The level of specific transcripts was assessed using RT2 Profiler PCR Array Human Fibrosis (SABiosciences, cat #PAHS-120) according to the manufacturer’s protocols. Several genes associated with angiogenesis or inflammation that were absent in the array were quantified using TaqMan Gene Expression Assays (Applied Biosystems, cat #4331182). All PCR reactions were performed using 7500 Real-Time PCR System (Applied Biosystems).

Statistical analysis

Continuous variables are displayed as mean ± standard error, order variables are shown as median (min, max), and categorical variables are displayed as percentages. Clinical characteristics of study groups were analyzed by Student t test. Differences in gender among groups were compared using Pearson Chi-square test.

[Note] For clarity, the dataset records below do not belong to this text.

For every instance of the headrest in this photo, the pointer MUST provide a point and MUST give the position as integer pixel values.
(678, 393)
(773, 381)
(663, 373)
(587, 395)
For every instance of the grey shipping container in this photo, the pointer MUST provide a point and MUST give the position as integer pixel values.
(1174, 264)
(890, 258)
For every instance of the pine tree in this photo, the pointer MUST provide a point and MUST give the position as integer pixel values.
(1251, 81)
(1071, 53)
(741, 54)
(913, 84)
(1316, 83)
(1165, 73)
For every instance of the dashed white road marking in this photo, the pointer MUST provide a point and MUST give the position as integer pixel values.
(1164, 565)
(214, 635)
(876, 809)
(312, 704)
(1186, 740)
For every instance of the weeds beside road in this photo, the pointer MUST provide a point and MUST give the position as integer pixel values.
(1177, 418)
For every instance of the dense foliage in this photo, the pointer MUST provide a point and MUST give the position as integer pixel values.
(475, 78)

To study the relation of clinical characteristics to gene expression a GLM procedure was used. Predictor variables included DM status as a factor, and BMI, age, and NYHA functional class as covariates. Gene expression data (dependent variables) were entered as dCt values. A separate GLM was run for each gene transcript.

Statistical analysis was performed using Statistica 6 software (StatSoft); P values < 0.05 were considered statistically significant.

Abbreviations:
BMI	=	body mass index
BMSCs	=	bone marrow stromal cells
DM	=	diabetes mellitus
GLM	=	general linear models
ECM	=	extracellular matrix
HF	=	heart failure
NYHA	=	New York Heart Association

Disclosure of Potential Conflicts of Interest

No potential conflicts of interest were disclosed.

Acknowledgments

We thank Anna Bilibina and Olga Tarasova for isolation of human BMSCs, Dr Dmitry Motorin for collecting bone marrow samples, Dr Martine Jandrot-Perrus for valuable advice, and Dr Anna Kostareva for general support. This work was supported by the Ministry of Education and Science of the Russian Federation (state contract 02.527.11.0007), by the European Commission under the 7th Framework Programme (grant agreement 241558, SICA-HF), and by the Ministry of Health of the Russian Federation under the program of the Union State “Development of New Methods and Technologies for Regenerative Therapy of Abnormal Tissues and Organs Using Stem Cells” (state contract К-32-NIR/111-3). The funders had no role in study design, data collection and analysis, decision to publish, or preparation of the manuscript.